Appreciate your answer regarding the 2nd problem: /resolv.conf is overwritten by sysbox (even if mounted read-only) but thereafter is read-only from within the container. Counter-intuitive but I see why you do it like that and why it works.

UPDATE: It works fine on a t2.small instance with ubuntu 22.04.2 LTS and 5.150-1031-aws.

ctalledo commented 1 year ago

Hi @SkyperTHC,

I see what's going on: shiftfs does not work on top of XFS, so Sysbox was not able to mount shiftfs on the container's /etc/resolv.conf. This causes that file to show up with nobody:nobody permissions inside the container, which in turn prevents Sysbox from modifying the file.

There are a few solutions / work-arounds:

1) Try a machine with a newer Ubuntu distro (e.g.
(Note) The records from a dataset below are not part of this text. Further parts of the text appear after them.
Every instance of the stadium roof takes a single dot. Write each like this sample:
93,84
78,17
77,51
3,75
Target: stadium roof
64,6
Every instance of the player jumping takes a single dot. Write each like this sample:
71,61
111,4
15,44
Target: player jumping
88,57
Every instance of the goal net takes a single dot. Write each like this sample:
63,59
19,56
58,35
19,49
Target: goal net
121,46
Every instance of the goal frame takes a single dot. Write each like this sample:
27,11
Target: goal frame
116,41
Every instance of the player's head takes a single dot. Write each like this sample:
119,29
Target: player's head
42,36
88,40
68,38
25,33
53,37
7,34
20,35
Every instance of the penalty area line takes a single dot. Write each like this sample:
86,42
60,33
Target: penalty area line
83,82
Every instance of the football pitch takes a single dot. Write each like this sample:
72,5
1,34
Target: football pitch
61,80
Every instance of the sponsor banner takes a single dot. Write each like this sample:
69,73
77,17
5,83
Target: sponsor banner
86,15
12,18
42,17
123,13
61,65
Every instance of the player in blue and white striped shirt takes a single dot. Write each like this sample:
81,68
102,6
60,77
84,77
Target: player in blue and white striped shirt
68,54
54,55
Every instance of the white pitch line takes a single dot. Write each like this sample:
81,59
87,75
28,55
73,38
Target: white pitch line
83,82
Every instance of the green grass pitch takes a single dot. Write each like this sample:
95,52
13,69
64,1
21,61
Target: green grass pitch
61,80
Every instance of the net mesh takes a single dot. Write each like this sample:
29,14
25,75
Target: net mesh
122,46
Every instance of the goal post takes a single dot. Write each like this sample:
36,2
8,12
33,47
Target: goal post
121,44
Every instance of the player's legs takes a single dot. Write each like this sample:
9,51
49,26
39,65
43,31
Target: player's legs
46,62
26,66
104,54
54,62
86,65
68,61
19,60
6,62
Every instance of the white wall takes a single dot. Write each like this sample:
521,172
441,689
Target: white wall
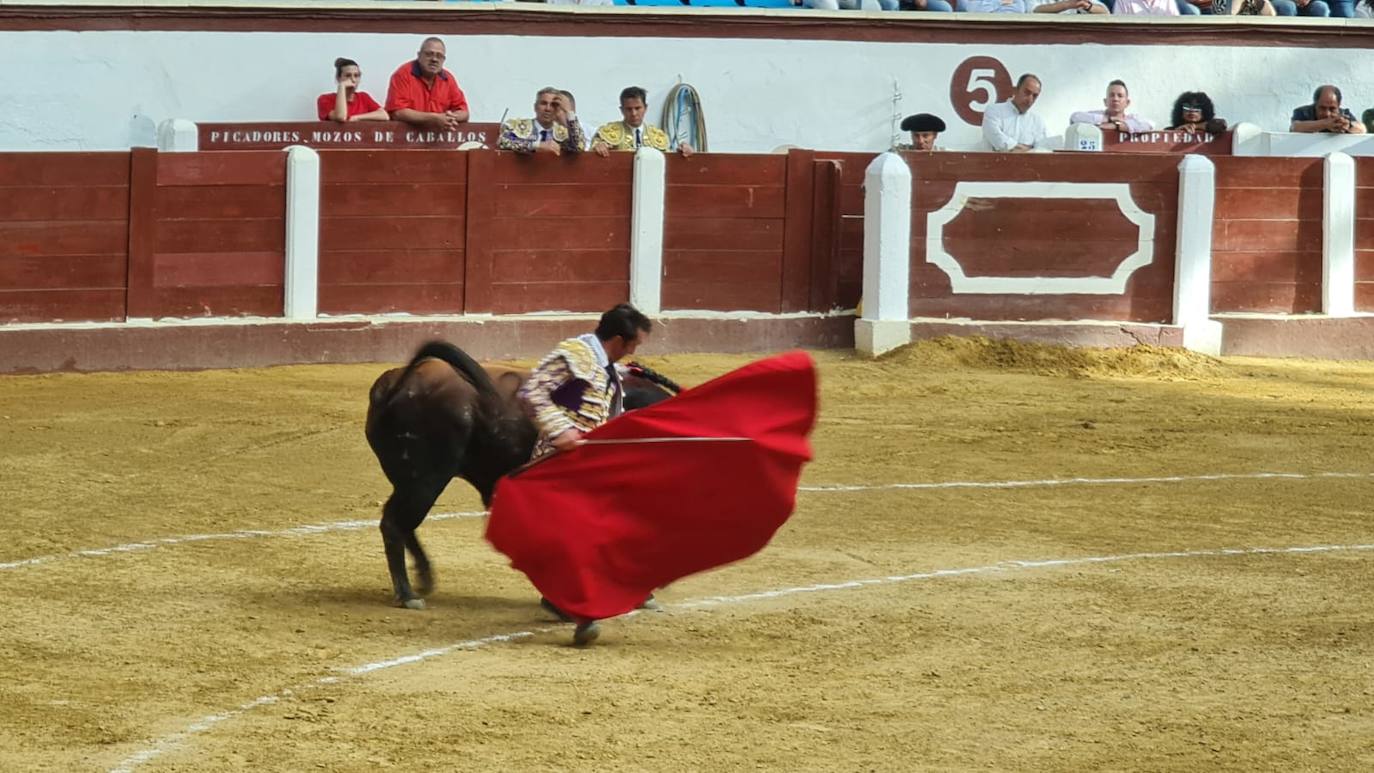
109,89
Ubuntu Jammy or Kinetic). These come with Linux kernel 5.12+, which brings in a feature called "ID-mapped mounts" that replaces shiftfs.

or

2) Upgrade your Ubuntu Focal kernel from 5.4 -> 5.12+ or above. This way you get ID-mapped mounts in your Ubuntu Focal host.

or

3) Place /var/lib/docker (and /var/lib/sysbox) on an EXT4 partition.

I think we could also make an improvement in Sysbox so that even if /etc/resolv.conf has the nobody:nobody ownership inside the container, Sysbox can reconfigure it. That would make things work in your case too.

UPDATE: It works fine on a t2.small instance with ubuntu 22.04.2 LTS and 5.150-1031-aws.

Makes sense, 5.15 brings in ID-mapped mounts as described above :)

Hope this helps!